It's hard to say what the issue might be from this
Sometimes there are restrictions in an institution's clusters. For example some ports might be disallowed. There could be constraints placed on processes themselves
Given this is around using Dask-Jobqueue and SGE, thinking there might be better advice from folks on that repo/issue tracker, so going to move this over there
OK, first with @TomMaullin problem:
It is a bit weird that everything is OK with one hundred workers, and it fails when falling back to only one. Are you sure the error is appearing only after the scale down is called? If yes, this might be a problem of future objects still on distributed memory (and rebalancing)? Or maybe the last function call is trying to get some big data to or from the Scheduler, you should try to follow with the Dashboard.

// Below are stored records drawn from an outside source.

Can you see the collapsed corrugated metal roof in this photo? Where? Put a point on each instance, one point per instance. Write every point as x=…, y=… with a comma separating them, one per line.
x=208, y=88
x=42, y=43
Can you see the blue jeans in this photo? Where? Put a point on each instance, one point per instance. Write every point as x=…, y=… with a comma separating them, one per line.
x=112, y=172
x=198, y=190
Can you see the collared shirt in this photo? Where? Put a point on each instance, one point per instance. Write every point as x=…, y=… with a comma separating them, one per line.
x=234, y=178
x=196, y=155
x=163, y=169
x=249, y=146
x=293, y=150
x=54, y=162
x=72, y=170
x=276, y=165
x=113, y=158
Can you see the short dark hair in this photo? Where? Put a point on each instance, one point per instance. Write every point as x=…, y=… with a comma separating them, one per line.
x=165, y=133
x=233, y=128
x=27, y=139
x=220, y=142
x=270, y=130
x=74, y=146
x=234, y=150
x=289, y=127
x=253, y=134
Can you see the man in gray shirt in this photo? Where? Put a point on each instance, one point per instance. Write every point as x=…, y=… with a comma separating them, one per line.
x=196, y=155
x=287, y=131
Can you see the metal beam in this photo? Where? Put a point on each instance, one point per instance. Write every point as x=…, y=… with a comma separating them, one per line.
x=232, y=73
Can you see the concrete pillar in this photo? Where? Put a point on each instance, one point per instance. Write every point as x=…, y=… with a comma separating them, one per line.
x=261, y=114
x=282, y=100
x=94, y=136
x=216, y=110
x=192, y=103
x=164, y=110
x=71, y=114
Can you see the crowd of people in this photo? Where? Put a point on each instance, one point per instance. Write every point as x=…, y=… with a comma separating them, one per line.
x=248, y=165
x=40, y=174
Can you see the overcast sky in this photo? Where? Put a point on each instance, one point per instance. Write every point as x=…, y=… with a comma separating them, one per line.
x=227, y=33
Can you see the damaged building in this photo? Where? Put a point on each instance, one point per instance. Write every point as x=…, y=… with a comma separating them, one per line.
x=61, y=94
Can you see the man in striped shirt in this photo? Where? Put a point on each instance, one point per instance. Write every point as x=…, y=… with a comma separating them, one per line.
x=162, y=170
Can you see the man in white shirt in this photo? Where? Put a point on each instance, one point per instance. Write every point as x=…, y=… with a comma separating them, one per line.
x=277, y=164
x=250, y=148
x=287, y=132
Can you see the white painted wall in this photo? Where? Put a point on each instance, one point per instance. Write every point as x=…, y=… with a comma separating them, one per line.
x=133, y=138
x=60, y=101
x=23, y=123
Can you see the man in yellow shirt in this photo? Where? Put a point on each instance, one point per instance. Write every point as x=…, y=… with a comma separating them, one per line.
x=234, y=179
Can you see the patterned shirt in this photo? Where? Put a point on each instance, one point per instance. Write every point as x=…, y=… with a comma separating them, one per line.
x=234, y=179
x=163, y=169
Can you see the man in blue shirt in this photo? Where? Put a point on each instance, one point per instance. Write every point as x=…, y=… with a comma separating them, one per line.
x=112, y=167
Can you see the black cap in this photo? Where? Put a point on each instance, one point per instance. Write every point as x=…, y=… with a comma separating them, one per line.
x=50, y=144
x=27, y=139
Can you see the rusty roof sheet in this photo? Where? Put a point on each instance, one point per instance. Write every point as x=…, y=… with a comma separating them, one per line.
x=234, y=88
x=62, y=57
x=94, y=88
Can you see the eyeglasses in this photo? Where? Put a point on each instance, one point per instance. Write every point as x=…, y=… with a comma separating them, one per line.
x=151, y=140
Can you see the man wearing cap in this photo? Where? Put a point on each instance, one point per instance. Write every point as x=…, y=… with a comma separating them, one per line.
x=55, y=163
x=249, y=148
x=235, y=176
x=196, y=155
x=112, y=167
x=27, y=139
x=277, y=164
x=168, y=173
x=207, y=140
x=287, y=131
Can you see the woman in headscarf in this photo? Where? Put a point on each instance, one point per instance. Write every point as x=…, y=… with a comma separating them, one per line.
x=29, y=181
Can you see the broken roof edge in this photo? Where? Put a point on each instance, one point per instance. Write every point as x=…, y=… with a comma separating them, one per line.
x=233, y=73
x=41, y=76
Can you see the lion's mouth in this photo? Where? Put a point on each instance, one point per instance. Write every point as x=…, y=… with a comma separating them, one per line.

Some other considerations/suggestions:
- Do you really need to scale up and down? The pre and post processing functions are long enough for this?
- You could also execute these functions on the same process as the Client? And just run with Dask when it's distributed?
- Else, I would have use delayed in order to generate this workflow with Dask, but you won't be able to scale manually between steps then.
- I'm not sure what you're doing with your
future_b.result()
? - local_directory='FILEPATH': this is weird. local_directory should be a temp directory for dask storing things. You should ideally give a compute node local directory (/tmp, or '$TMPDIR').
@desh2608:
Your problem seems much more general: if I understand correctly, on your cluster, Dask workers fail with half of the nodes?
If so, this is either a networking problem, either a Scheduler overloaded problem (how many Dask workers are you launching at the same time? Did you try to increase timeouts?). Do manually submitting a job launching a Dask worker which connects to your Scheduler work on these nodes? Are those always the same nodes that causes issues?
@desh2608:
Your problem seems much more general: if I understand correctly, on your cluster, Dask workers fail with half of the nodes?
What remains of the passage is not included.